Terkecuali, jika Luhan bisa terlepas dari statusnya sebagai anak angkat dari keluarga besar Oh.

Meski Ia sama tak inginnya, tetapi Luhan harus terlepas dari itu jika Ia memang menginginkan Sehun untuk terus ada di semasa hidupnya nanti.

Itulah mengapa Ia sangat butuh informasi akurat mengenai dimana sebenarnya keberadaan Ibu kandungnya saat ini.

Luhan tersenyum kemudian mengangguk mengerti.

"Iya, Aku berjanji padamu." Ia berucap tegas hingga efeknya bisa mendatangkan sebuah kepuasan di diri Sehun.

Lelaki itu tersenyum, dan mengecup keningnya lagi lebih lama. "Tidurlah, mimpi yang indah." Pelukan mereka terlepas, Luhan bergumam –kau juga, Sehun sebelum kemudian mereka berdua saling masuk ke wilayah privasi masing-masing.

Ada rasa senang yang membuncah mana kala Luhan telah menutup pintu kamarnya. Ia menggigit bibir menahan senyum bahagianya malam ini. Kakinya melangkahkan tarian ringan yang ceria.

Luhan bersenandu merdu sambil kedua tangannya bergerak untuk membuka lemari, mengambil sepasang gaun tidur tipis berbahan sutra dengan warna perak bercahaya.

Ia membuka dressnya dengan ringan, menjatuhkannya di lantai dan menggantinya dengan gaun tidur. Rasanya beban benar-benar terangkat dari tubuhnya, begitu ringan menyelimuti dirinya sampai-sampai Luhan merasa bahwa Ia tak mengenakan pakaian apapun. Tanpa menunda waktu, Luhan lekas masuk ke kamar mandi untuk menyikat gigi dan membersihkan make-upnya.

Membubuhkan tube-tube kecantikan di kulit wajah dan lehernya yang sehalus beludru. Keluar dari kamar mandi, kemudian tak lupa melakukan rutinitasnya sebelum tidur lebih dulu.

Menyalakan api lilin aromaterapi, dan lilin tinggi lainnya untuk Ia gunakan dalam panjatan doanya terhadap sang Maha Pencipta. Luhan memejamkan mata sambil kedua tangannya yang bertaut erat. Mengepal di depan wajahnya yang merunduk.

Ia berdoa untuk semua orang yang Ia sayangi.
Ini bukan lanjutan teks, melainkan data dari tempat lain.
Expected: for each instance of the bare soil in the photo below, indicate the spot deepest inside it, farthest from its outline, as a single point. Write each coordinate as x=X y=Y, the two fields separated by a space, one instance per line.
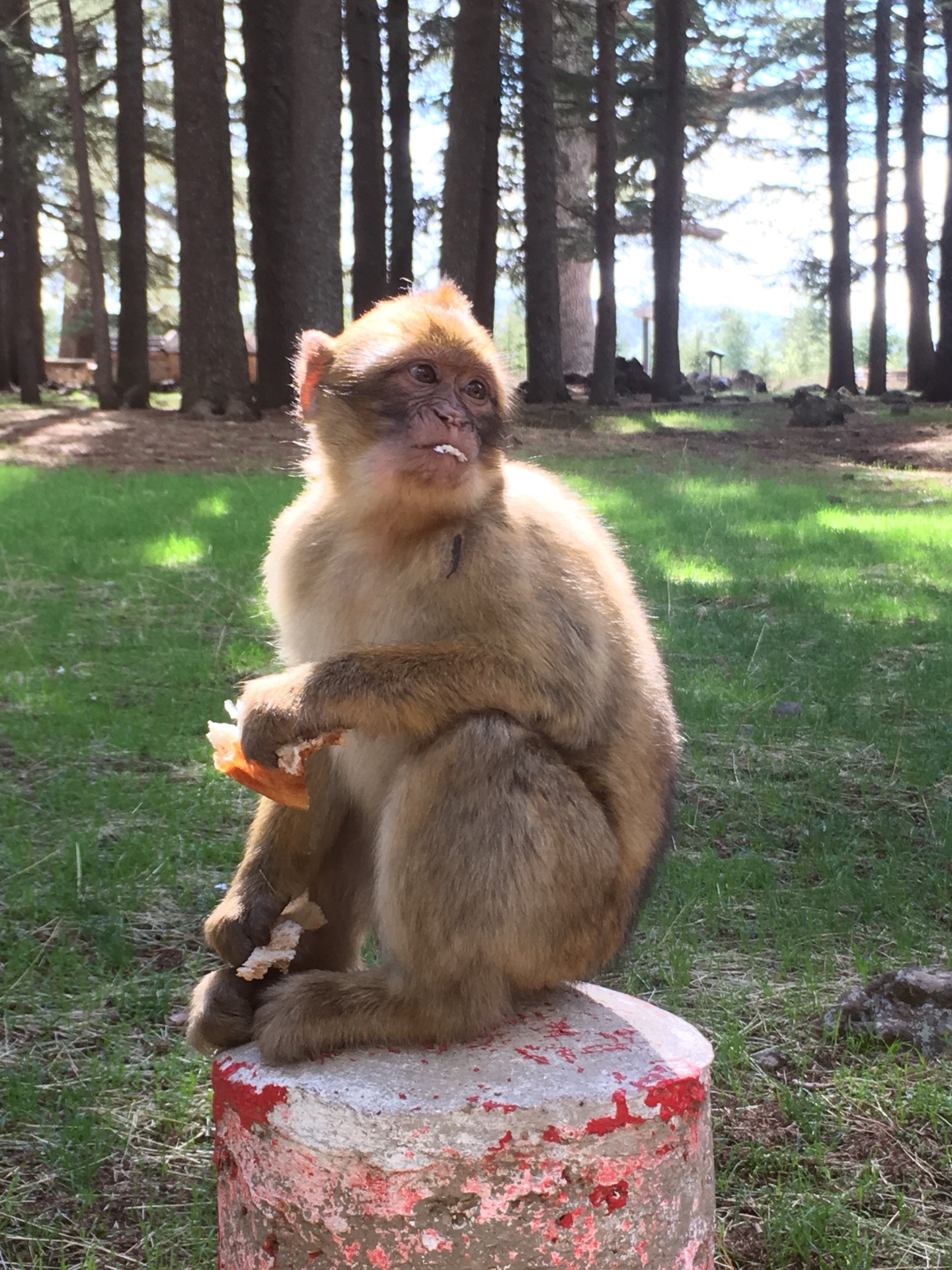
x=161 y=440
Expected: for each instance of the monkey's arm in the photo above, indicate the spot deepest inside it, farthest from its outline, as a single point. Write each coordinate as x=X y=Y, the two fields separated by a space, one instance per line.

Berharap kebaikan dan kebahagiaan akan terus ada untuknya. Lebih berharap lagi jika Tuhan akan mewujudkan keinginannya untuk bertemu Ibu kandungnya kembali.

Ya, Luhan berharap. Sangat berharap.

.


Crestfallen


.

Hari minggu di akhir bulan Februari. Adalah apa yang Luhan lingkari dengan tinta merah dari sebuah spidol kecil di kalendernya. Musim dingin tidak terasa telah berjalan hampir mendekati di ujung waktu. Luhan sudah melewati hari-hari indahnya sepanjang desember dan akhir tahun. Merayakan Natal dan tahun baru dengan suka cita bersama orang-orang yang Ia sayangi.

Ia begitu bersyukur pada Tuhan untuk semua kebaikan yang Ia peroleh selama ini. Dan, bersyukur karena Tuhan juga telah mendengar doa-doanya setiap malam kemudian mulai mengabulkan permintaannya satu per satu.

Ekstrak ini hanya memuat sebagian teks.